Но… или перебродские крестьяне отличались какою-то особенной, упорной несообщительностью, или я не умел взяться за дело, – отношения мои с ними ограничивались только тем, что, увидев меня, они еще издали снимали шапки, а поравнявшись со мной, угрюмо произносили: «Гай Буг», что должно было обозначать: «Помогай Бог». Когда же я пробовал с ними разговориться, то они глядели на меня с удивлением, отказывались понимать самые простые вопросы и всё порывались целовать у меня руки – старый обычай, оставшийся от польского крепостничества.
Книжки, какие у меня были, я все очень скоро перечитал. От скуки – хотя это сначала казалось мне неприятным – я сделал попытку познакомиться с местной интеллигенцией в лице ксендза, жившего за пятнадцать верст, находившегося при нем «пана органиста», местного урядника и конторщика соседнего имения из отставных унтер-офицеров, но ничего из этого не вышло.
Потом я пробовал заняться лечением перебродских жителей. В моем распоряжении были: касторовое масло, карболка, борная кислота, йод. Но тут, помимо моих скудных сведений, я наткнулся на полную невозможность ставить диагнозы, потому что признаки болезни у всех моих пациентов были всегда одни и те же: «в сере́дине болит» и «ни есть, ни пить не можу».

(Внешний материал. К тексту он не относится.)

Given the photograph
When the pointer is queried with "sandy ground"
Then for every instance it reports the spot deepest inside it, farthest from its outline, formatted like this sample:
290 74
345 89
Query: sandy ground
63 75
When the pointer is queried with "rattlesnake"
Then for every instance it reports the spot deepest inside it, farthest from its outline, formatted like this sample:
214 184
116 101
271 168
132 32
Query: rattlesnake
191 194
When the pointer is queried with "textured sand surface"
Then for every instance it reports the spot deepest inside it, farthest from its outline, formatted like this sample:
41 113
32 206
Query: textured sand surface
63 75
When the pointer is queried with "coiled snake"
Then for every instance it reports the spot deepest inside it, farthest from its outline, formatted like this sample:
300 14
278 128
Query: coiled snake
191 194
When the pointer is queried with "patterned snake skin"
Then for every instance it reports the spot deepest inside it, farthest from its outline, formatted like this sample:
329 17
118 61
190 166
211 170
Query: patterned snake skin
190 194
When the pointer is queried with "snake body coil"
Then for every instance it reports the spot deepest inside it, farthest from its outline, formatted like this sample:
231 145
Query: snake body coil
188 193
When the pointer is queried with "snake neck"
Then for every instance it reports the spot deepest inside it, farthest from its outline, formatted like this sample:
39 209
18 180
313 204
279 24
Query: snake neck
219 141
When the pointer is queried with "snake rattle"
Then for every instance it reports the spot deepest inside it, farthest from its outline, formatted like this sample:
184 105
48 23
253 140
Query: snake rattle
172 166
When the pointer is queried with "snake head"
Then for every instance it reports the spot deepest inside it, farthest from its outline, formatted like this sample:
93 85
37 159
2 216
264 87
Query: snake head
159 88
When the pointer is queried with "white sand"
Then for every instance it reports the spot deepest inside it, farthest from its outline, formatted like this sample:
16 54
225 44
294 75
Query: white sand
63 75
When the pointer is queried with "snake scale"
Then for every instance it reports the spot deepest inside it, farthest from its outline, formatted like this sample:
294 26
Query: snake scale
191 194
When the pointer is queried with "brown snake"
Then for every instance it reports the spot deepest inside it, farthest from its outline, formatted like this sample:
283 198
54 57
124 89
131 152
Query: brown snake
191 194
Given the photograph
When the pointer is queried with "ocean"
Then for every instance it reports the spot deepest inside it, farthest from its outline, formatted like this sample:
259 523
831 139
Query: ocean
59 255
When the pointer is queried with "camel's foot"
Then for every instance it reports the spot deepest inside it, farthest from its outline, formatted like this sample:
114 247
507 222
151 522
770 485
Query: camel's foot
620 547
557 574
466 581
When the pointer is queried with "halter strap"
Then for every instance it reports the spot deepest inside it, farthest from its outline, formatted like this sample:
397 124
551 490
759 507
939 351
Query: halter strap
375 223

Приходит, например, ко мне старая баба. Вытерев со смущенным видом нос указательным пальцем правой руки, она достает из-за пазухи пару яиц, причем на секунду я вижу ее коричневую кожу, и кладет их на стол. Затем она начинает ловить мои руки, чтобы запечатлеть на них поцелуй. Я прячу руки и убеждаю старуху: «Да полно, бабка… оставь…я не поп… мне этого не полагается… Что у тебя болит?»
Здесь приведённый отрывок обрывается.